Choose a design and format that leaves plenty of space between all the elements. If you are incorporating both information and traditional elements, things can look crowded if you pack too much in to a small space.
A colour palette of red and gold is the most traditional. These are colours of wealth and celebration. However, it is not unknown for modern couples to use colours like ivory, cream and pink that are more commonly used in non-Chinese weddings. It’s best to stay away from darker shades such as green, black and blue as these are more commonly associated with mourning.
When Should I Start Finding Someone to Make My Invites?
Most couples send their invitations around 1 month before the day of the wedding banquet, so it makes sense to give yourself plenty of time to prepare beforehand to get everything just right.
We’d recommend starting the whole design and printing process 8 to 10 weeks before the wedding day. Remember, you’ve got to find a wedding card vendor, choose a colour scheme, decide on your text, arrange cake vouchers and red packets, as well as test print samples, so make sure you have the time to do this all before sending them out.
When Should I Send Out Invites?
You should be looking to send out invites 2 to 4 weeks before the date of the wedding banquet. Alternatively, it is also acceptable to send out invites after the ‘Guo Da Li’ ceremony between both the bride and the groom’s families.

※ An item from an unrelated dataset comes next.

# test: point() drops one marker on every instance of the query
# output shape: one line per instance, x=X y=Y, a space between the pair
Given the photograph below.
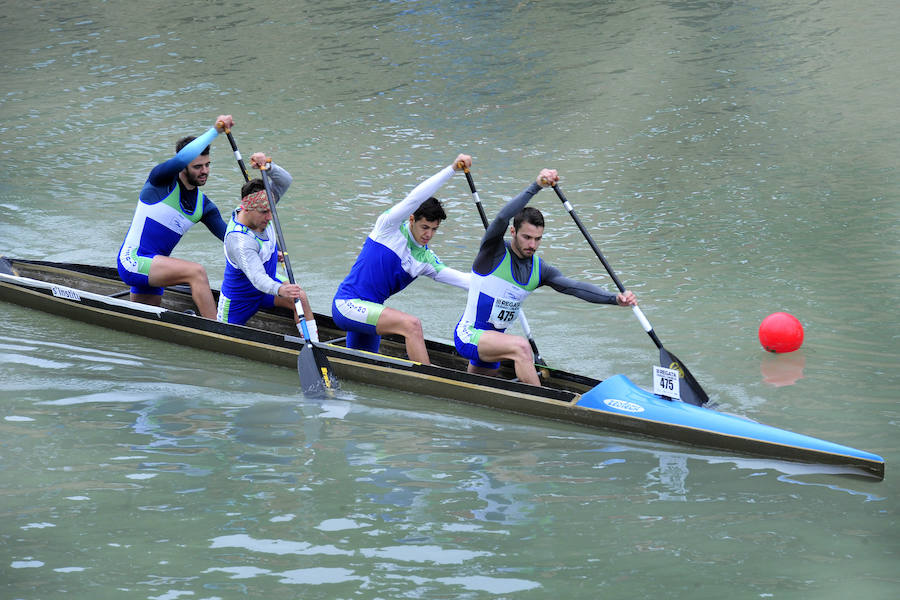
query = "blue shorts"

That said, sometimes these traditions clash with modern living. 2 to 4 weeks advance notice should give most guests ample time to prepare. However, if you have friends and family that live abroad and need more notice to book leave from work, flights and accommodation, you could also send them an informal ‘save the date’ message much earlier than you send them your paper invite.
How Many Invites Should I Send Out?
This depends a lot on your guest list. Important things to take into consideration are:
- You don’t need to send an invite out to each individual guest. You can send one invite per family, or one invite per couple.
- It is still traditional to send relatives an invite even if you know that they will not be able to attend. This is a matter of showing respect and including them in the ceremony even if they cannot physically be there.
How Should I Send Out Invites?
It’s perfectly okay to post your invites to guests. However, some couples also like to hand out their invites in person to close and elderly relatives. Some couples even arrange a family dinner to help with this.
Do I Need Different Invites if I am Having a Second Banquet or a Separate Wedding Ceremony?
So far we’ve covered invitations for the main wedding banquet. However, like many modern couples you may also be inviting your guests to a wedding ceremony at a separate venue, like a church. In this case, we would recommend creating two different sets of invitations: one for the ceremony and one for the banquet. This is because
- You may want to invite different groups of people to the ceremony and to the banquet, and they will need different information
- Cramming too much information in one place can get confusing. Especially if it is for one group of people, and not another
The same principles are true if you are arranging a second banquet for additional guests. In the long run, creating separate invitations makes things a lot clearer and easier to organise and manage
Your invites don’t just have to tell your guests about the date and venue of your wedding. They can carry a lot more meaning than a simple piece of paper. Here are some beautiful traditions still associated with wedding card etiquette:
Sending a Cake Voucher to Your Guests
A cake, or a cake voucher for more modern couples, is still one of the traditional gifts in the ‘Guo Da Li’ ceremony, where the groom’s family sends gifts to the bride’s family. Sending a cake voucher in your invite shares that gift with your guests
Sending a Red Packet to Your Guests
Your guests will be gifting you with red packets on the day of your wedding banquet. Providing them your own red packet in the invite is a way of reciprocating the gift, and thanking them in advance for their generosity.
Sending Invites to Family Members, Even If You Know They Cannot Attend
Family is a cornerstone of traditional culture, and so it’s essential that all your relatives are a part of your big day (even if they cannot physically attend). This is a great way of involving all your relatives in the process, especially if you can give them the invite in person.